Partijen zullen hierna mede "[eiser sub 1]", "[eiser sub 2]", "het Waarborgfonds", "het Nederlands Bureau" en "Hannover" worden genoemd.
Het verloop van het geding blijkt onder meer uit de volgende stukken:
- de dagvaarding;
- de akte in het geding brengen van producties van [eiser sub 1] en [eiser sub 2];
- de conclusie van antwoord van het Waarborgfonds;
- de conclusie van antwoord van het Nederlands Bureau;
- de conclusie van antwoord van Hannover;
- de conclusie van repliek van [eiser sub 1];
- de conclusie van repliek tevens houdende wijziging en vermeerdering van eis van [eiser sub 2] jegens het Waarborgfonds;
- de conclusie van repliek tevens houdende wijziging en vermeerdering van eis van [eiser sub 2] jegens het Nederlands Bureau;
- de conclusie van repliek tevens houdende wijziging en vermeerdering van eis van [eiser sub 2] jegens Hannover;
- de akte van het Nederlands Bureau;
- de conclusie van dupliek van het Waarborgfonds;
- de conclusie van dupliek van het Nederlands Bureau;
- de conclusie van dupliek van Hannover.
Partijen hebben vonnis gevraagd.
2.1. Aan de orde zijn de gevolgen van een ernstig verkeersongeval, dat op 8 juni 1999 omstreeks 06.00 uur plaatsvond op de snelweg A2 in Liempde, gemeente Boxtel. Bij dat ongeval raakte [eiser sub 2] gewond en[Q], de echtgenoot van eiseres [eiser sub 1] en de vader van haar drie minderjarige kinderen. [eiser sub 1] maakt in dit geding op de voet van art. 6: 108 BW aanspraak op vergoeding van de kosten van lijkbezorging en het door haar en haar drie kinderen gederfde levensonderhoud. [eiser sub 2] maakt in dit geding op de voet van art. 6: 107 BW aanspraak op vergoeding van de schade als gevolg van het letsel dat hij bij dit ongeval heeft opgelopen.
2.2. [eiser sub 2] en [Q] zaten als passagier achterin in een personenauto van het merk Toyota type Picnic (een zgn.
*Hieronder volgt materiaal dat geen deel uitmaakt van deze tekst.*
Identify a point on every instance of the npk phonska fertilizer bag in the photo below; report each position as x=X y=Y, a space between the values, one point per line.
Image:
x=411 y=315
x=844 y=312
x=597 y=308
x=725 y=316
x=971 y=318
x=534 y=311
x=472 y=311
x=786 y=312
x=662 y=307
MPV-voertuig met drie rijen zitplaatsen). Deze auto werd bestuurd door de in België wonend[W], die vier van zijn Belgische collega's vanuit België vervoerde naar hun werk in 's-Hertogenbosch. De auto was eigendom van de vennootschap naar Duits recht Avis Autovermietung. De burgerrechtelijke aansprakelijkheid van de bestuurder van deze auto was verzekerd bij de Duitse verzekeraar Generali Lloyd Versicherungs AG (in de stukken ook Deutscher Lloyd Versicherungs AG genoemd). In plaats van Generali is in dit geding gedagvaard het Nederlands Bureau, dat op de voet van art. 2 lid 6 WAM de verplichting op zich heeft genomen schade veroorzaakt door buitenlandse voertuigen overeenkomstig de bepalingen van de WAM te vergoeden.
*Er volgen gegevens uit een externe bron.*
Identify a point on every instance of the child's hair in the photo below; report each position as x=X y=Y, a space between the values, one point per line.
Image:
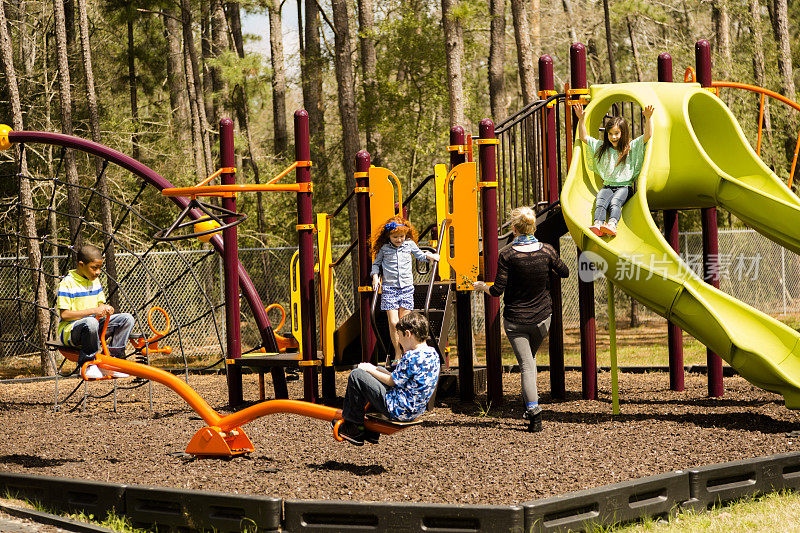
x=415 y=323
x=523 y=219
x=624 y=143
x=88 y=253
x=397 y=223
2.3. Bij het ongeval was voorts een trekker met oplegger betrokken, die bestuurd werd door de Nederlan[P]. De vrachtauto was eigendom van transportbedrijf G. Verstappen BV en ingevolge de WAM verzekerd bij de Nederlandse verzekeraar Hannover, gedaagde sub 3.
2.4. Het ongeval vond plaats toen beide voertuigen op de snelweg reden in de richting van 's-Hertogenbosch. De trekker reed op de rechterrijstrook en werd ingehaald door de op de linkerrijstrook rijdende Toyota. Duidelijk is dat de Toyota tijdens het inhalen met de rechtervoorzijde tegen de linkerachterzijde van de trekker is gebotst, maar de oorzaak van die botsing is omstreden. Als gevolg van de botsing raakte de Toyota in een slip en begon om de lengte-as te draaien. De auto schoof de rechterberm in en sloeg daar enkele malen over de kop, waarbij de meeste inzittenden uit de auto werden geslingerd.
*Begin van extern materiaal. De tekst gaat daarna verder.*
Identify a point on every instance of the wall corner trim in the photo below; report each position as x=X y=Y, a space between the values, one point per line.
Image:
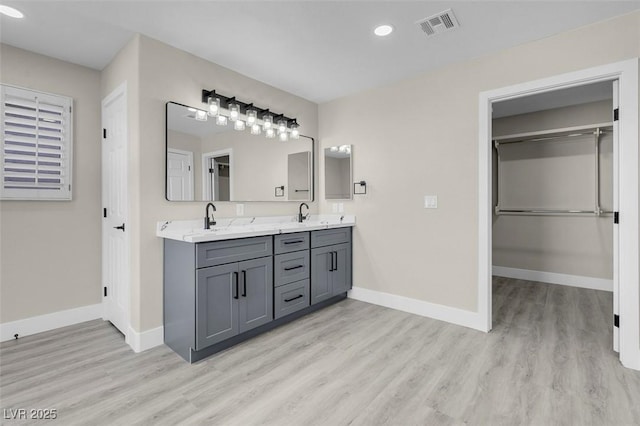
x=419 y=307
x=142 y=341
x=41 y=323
x=554 y=278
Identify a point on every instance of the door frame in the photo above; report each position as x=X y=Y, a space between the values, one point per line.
x=189 y=156
x=626 y=72
x=121 y=90
x=206 y=183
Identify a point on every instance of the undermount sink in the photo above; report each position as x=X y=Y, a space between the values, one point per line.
x=193 y=232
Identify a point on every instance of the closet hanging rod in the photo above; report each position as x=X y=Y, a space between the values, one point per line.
x=543 y=212
x=552 y=134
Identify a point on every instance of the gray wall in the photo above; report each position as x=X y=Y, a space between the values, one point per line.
x=157 y=73
x=556 y=175
x=51 y=250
2.5. [W] verklaarde tegenover de politie dat de vrachtwagen plotseling naar links uitweek toen hij op 15 à 20 meter schuin achter die vrachtwagen reed en dat hij ondanks remmen en uitwijken een botsing niet meer kon voorkomen. [P] ontkende echter tegenover de politie dat hij naar links zou zijn uitgeweken. De passagiers van de Toyota konden de versie van [W] niet bevestigen omdat die op het moment van de botsing allemaal sliepen. De politie kon slechts één getuige van het ongeval achterhalen, en wel [ge[getuige], die echter alleen maar de duik naar rechts en het over de kop slaan gezien bleek te hebben; [getuige] verklaarde dat hij niet had gezien wat daaraan voorafging. De politie stelde een technisch- en sporenonderzoek in, maar de exacte plaats van de botsing kon niet worden vastgesteld omdat rem- of blokkeersporen op die plaats ontbraken. De politie concludeerde dat er twee mogelijke oorzaken van de botsing waren (dan wel een combinatie daarvan), maar dat er geen bewijzen waren om een van deze twee oorzaken te staven: ofwel [P] was met zijn vrachtwagen naar links uitgeweken, ofwel [W] was net als zijn passagiers in slaap gevallen en met zijn Toyota naar rechts uitgeweken.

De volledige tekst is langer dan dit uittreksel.